I think that was when I woke up. I heard noises in the kitchen and then steps going from the living room to the other bedroom, and my arm was numb (I’d fallen asleep in an awkward position, which happened quite often back then, while I was recovering from the injury), and I stayed in my bedroom waiting; the door was open, so he must have seen me; I waited and waited but he didn’t come to the door. I heard his footsteps, I cleared my throat, coughed, stood up; then I heard someone opening the front door and shutting it again, very quietly. I spent the rest of the day alone, sitting in front of the TV, getting more and more nervous. I had a look in his room (I’m not a busybody but I couldn’t help myself); he’d put his clothes in the closet drawers: track suits, some formal wear and some African robes that looked like fancy dress to me but actually they were beautiful. He’d laid out his toiletries in the bathroom: a straight-edge razor (I use disposable razors and hadn’t seen a straight-edge for a while), lotion, English aftershave (or bought in England anyway), and a very large, earth-colored sponge in the bathtub.

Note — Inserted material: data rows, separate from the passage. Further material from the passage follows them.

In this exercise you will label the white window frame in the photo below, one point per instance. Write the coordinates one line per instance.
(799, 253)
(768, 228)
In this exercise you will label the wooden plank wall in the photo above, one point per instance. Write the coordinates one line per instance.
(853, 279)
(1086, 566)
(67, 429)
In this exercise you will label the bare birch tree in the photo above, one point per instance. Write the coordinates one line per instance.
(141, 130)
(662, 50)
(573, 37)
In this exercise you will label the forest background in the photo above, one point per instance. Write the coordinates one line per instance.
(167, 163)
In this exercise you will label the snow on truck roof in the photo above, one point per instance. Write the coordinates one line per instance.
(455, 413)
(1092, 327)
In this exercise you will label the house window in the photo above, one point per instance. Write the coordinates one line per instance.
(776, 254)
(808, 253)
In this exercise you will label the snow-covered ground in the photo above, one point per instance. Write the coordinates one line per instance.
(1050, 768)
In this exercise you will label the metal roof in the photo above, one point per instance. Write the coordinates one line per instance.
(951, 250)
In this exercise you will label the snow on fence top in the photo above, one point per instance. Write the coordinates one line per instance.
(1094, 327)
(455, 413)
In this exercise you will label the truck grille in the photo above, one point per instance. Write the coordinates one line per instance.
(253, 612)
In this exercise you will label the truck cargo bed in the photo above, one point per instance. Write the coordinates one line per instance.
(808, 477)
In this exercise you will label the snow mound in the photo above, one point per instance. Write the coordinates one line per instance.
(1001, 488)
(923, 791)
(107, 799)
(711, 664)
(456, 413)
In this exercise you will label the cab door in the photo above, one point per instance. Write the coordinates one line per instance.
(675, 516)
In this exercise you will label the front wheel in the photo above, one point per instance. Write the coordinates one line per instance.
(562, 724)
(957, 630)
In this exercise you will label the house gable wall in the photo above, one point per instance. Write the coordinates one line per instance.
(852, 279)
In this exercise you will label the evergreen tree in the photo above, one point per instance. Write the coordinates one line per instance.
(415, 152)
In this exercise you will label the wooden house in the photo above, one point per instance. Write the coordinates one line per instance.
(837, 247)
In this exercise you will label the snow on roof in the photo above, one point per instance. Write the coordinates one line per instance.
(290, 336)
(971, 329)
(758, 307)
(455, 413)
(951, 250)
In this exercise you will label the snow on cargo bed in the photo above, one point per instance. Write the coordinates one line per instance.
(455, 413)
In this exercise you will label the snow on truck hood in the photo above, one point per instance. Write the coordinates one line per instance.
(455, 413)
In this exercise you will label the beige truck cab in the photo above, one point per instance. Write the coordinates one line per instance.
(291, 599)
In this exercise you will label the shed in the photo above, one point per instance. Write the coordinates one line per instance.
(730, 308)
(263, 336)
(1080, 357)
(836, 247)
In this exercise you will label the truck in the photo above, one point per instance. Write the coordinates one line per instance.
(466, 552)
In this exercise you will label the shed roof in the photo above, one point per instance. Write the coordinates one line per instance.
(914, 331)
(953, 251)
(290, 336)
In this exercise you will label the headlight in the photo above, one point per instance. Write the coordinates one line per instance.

Buba returned to our new home at nine o’clock that night. My eyes were hurting from watching so much TV, and he told me he’d come back from a session with the city’s sportswriters. We didn’t really hit it off at the start and it took us a while to become friends, though sometimes, thinking back, I come to the melancholy conclusion that we were never what you would really call friends. Other times, though, right now for example, I think we were pretty good friends, and one thing’s for sure, anyway: if Buba had a friend in that club, it was me.

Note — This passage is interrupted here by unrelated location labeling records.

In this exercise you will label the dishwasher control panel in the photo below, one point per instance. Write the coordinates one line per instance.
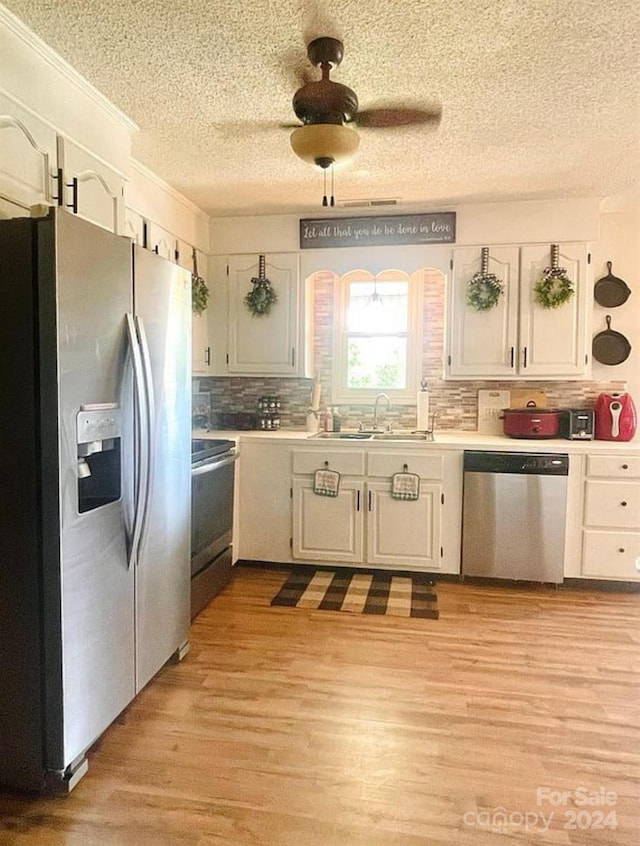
(541, 464)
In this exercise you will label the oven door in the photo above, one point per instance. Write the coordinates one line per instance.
(211, 508)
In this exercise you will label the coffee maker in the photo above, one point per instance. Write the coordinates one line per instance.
(615, 417)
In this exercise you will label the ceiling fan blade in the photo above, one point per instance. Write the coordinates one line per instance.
(295, 68)
(394, 116)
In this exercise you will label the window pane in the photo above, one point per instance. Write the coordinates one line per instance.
(388, 314)
(377, 363)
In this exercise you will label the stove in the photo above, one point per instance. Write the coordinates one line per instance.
(205, 448)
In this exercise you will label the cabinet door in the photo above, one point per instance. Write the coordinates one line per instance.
(328, 528)
(553, 340)
(611, 555)
(269, 343)
(403, 534)
(28, 157)
(483, 343)
(93, 189)
(200, 346)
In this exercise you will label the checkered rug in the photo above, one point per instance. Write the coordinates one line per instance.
(360, 593)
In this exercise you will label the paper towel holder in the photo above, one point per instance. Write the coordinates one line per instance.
(428, 432)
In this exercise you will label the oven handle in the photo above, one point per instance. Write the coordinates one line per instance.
(214, 465)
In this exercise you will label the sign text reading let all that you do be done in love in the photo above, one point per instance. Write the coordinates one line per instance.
(321, 233)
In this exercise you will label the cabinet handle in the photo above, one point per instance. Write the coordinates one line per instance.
(59, 179)
(73, 205)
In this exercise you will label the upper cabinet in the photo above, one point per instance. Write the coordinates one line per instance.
(28, 161)
(271, 343)
(91, 188)
(517, 337)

It’s not like our life together was difficult. A woman came in twice a week to clean the apartment and we tidied up after ourselves, washed our own dishes, made our beds, you know, the usual deal. Sometimes I went out at night with Herrera, a local kid who’d come up through the ranks and ended up securing a place on the national team, and sometimes Buba came with us, but not very often, because he didn’t really like going out. When I stayed home I’d watch TV and Buba would shut himself in his room and put on music. African music. At first I didn’t like Buba’s cassettes at all. In fact, the first time I heard them, the day after he moved in, I got a fright. I was watching a documentary about the Amazon, waiting for a Van Damme movie to begin, and all of a sudden it was like someone was being killed in Buba’s room. Put yourself in my place. It’s not every day you face something like that; it would have rattled anyone. What did I do? Well, I stood up, I had my back to Buba’s door, and naturally I braced myself, but then I realized it was a tape, the shouts were coming from the cassette player. Then the noises died away, all you could hear was something like a drum, and then someone groaning, or weeping, gradually getting louder. I could only take so much. I remember walking to the door, rapping on it with my knuckles: no response. At that point I thought it was Buba weeping and groaning, not the cassette. But then I heard Buba’s voice asking what I wanted and I didn’t know what to say. It was all quite embarrassing. I asked him to turn it down. I tried as hard as I possibly could to make my voice sound normal. Buba was quiet for a while. Then the music stopped (by then it was just a drum beat really, with maybe some kind of flute as well) and Buba said he was going to sleep. Good night, I said and returned to the armchair, where I sat for a while watching the documentary about Amazon Indians with the sound off.